Kata "Garong" dan kaitannya dengan pencurian pertama kali muncul pada tahun 1945 atau masa-masa Perang Kemerdekaan. Di era yang tidak kondusif tersebut, banyak orang memanfaatkan situasi untuk melakukan tindak kriminal pencurian. Biasanya para pelaku bergerak berkelompok dan tidak terafiliasi dengan pihak tentara Indonesia atau laskar.

Nah, mereka menamai identitas diri sebagai kelompok garong. Penamaan ini kemudian ditanya oleh sastrawan Pramoedya Ananta Toer yang kebetulan di era awal kemerdekaan sempat menjadi tentara di Cikampek dan bersinggungan dengan mereka. 

"Itu aku pertama kali dengar kata garong. Jadi, kutanyakan apa artinya. Jawabannya: singkatan dari gabungan romusha ngamuk," kata Pram di Jalan Raya Pos, Jalan Raya Daendels (1995)

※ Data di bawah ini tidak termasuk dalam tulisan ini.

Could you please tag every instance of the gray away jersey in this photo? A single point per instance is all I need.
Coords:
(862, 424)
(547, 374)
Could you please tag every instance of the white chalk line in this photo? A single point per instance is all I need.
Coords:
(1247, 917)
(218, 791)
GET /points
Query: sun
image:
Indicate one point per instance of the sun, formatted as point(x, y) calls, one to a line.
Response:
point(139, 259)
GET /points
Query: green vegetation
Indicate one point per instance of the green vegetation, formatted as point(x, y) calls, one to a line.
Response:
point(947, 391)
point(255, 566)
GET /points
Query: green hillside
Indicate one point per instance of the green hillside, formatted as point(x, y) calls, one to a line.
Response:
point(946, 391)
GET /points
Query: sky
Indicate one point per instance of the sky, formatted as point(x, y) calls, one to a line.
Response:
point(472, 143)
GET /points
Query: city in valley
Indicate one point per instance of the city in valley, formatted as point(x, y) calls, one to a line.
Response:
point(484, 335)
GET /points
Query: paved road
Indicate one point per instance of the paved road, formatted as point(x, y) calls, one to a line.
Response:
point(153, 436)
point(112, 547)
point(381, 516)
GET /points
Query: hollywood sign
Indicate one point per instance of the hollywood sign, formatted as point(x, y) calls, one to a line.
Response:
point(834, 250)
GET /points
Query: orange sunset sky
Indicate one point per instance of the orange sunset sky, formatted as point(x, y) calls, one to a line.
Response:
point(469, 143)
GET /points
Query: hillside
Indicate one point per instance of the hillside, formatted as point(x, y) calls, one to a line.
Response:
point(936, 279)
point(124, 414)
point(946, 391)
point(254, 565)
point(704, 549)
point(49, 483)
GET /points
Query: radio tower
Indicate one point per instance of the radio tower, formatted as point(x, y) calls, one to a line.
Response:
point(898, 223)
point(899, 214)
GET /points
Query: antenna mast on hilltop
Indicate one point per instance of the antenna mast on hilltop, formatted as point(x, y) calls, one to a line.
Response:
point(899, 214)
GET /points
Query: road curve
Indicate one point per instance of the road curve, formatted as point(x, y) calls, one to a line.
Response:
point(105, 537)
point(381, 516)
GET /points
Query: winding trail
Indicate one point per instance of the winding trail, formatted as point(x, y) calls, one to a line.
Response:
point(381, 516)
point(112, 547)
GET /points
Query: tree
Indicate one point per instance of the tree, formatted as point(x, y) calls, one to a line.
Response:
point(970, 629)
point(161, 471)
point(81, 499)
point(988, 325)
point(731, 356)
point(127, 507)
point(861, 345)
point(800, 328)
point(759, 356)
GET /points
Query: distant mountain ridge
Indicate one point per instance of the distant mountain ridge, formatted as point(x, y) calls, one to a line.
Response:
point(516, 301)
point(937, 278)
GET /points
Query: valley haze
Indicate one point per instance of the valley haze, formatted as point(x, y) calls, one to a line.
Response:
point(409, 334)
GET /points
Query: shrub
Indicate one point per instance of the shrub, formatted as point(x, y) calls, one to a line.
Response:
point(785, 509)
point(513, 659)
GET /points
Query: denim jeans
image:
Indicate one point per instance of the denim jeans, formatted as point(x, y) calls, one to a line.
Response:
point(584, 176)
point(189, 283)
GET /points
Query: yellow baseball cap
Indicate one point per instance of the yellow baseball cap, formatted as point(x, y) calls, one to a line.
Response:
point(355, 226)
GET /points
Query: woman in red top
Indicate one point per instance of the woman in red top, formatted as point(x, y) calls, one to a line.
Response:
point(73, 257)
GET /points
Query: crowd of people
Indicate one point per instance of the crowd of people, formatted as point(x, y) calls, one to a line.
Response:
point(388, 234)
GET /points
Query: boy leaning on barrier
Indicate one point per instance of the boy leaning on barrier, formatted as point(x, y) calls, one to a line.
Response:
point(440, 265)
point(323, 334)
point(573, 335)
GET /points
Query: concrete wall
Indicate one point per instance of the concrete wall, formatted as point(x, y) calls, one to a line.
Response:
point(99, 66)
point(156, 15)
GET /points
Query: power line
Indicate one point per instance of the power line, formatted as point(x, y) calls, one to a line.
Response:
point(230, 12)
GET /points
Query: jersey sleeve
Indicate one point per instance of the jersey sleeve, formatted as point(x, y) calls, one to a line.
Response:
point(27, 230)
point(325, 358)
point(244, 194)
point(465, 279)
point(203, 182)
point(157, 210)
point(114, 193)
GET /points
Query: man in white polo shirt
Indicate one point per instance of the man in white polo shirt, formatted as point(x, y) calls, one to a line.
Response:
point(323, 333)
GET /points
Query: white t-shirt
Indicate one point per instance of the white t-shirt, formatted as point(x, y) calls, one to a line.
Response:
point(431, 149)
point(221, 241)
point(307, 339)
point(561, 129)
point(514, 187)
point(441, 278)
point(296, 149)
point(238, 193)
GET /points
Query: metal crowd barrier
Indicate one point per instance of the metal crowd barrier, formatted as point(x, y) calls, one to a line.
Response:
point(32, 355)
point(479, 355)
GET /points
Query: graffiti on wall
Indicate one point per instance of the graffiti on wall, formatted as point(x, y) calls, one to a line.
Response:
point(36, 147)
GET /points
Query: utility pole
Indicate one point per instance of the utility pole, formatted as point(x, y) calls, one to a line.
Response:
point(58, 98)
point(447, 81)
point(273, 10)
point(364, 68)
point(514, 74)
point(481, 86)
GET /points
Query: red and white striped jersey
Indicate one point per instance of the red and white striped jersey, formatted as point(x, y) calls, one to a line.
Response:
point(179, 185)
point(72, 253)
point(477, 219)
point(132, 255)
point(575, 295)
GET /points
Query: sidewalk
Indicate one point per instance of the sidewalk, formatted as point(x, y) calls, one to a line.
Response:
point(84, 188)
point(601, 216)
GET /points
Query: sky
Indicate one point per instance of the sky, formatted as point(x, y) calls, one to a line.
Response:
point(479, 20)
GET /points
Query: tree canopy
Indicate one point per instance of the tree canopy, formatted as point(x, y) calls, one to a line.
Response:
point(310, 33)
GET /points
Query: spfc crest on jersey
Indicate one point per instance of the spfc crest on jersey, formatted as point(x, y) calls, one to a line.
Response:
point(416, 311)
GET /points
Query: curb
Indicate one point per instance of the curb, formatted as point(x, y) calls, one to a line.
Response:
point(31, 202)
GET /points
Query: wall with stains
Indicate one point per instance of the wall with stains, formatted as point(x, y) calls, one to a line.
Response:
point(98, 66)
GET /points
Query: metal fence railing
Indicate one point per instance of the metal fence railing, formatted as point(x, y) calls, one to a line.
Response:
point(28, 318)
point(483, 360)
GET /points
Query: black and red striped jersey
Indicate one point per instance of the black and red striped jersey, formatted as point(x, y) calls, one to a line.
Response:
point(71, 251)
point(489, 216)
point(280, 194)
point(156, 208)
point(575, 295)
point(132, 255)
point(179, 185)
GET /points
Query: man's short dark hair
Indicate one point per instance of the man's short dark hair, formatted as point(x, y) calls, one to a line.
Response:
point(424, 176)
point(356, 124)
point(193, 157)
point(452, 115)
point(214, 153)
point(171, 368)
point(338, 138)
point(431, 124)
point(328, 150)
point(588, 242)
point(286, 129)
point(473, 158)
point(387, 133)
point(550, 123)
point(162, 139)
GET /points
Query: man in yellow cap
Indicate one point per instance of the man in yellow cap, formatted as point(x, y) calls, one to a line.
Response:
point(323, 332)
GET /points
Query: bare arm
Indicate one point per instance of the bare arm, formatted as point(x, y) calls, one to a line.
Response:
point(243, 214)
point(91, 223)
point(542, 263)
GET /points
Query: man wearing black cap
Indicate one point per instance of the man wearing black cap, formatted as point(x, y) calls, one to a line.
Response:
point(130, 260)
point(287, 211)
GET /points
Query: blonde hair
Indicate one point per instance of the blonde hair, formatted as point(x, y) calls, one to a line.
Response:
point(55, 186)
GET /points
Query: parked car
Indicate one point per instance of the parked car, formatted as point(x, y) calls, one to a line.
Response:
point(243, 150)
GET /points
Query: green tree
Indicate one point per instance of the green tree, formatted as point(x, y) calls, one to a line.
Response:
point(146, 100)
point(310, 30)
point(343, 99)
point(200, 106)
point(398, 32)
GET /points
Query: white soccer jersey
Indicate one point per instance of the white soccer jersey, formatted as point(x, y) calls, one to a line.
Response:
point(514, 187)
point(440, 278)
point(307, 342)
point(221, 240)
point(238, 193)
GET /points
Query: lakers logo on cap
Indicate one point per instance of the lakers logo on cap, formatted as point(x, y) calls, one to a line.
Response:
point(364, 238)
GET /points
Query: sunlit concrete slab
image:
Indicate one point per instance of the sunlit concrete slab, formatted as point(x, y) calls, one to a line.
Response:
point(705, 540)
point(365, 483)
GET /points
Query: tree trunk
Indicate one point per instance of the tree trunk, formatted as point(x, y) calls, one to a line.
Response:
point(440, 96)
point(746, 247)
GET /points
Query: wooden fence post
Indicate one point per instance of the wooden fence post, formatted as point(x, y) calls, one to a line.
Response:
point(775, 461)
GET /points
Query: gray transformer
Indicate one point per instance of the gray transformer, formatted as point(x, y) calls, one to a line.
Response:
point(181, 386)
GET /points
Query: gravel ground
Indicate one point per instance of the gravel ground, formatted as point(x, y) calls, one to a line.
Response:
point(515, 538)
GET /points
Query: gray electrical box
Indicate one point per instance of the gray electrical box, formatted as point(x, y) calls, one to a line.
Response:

Pram mengaku kaget mendengar jawaban tersebut. Dia kira itu berasal dari bahasa Jawa, ternyata singkatan kalimat dari gabungan romusha ngamuk. Lebih lanjut, Pram menceritakan kelompok garong melakukan perampokan karena ketiadaan otoritas bertindak. 

"Dalam vakum kekuasaan, mereka melakukan perampokan di mana-mana," tulis Pram. 

Atas dasar inilah, mereka unjuk kekuatan menggunakan senjata api untuk melakukan pencurian. Kelompok garong tak hanya ada di daerah sekitar Jawa Barat, ternyata juga ada di daerah lain, termasuk Jawa Tengah. 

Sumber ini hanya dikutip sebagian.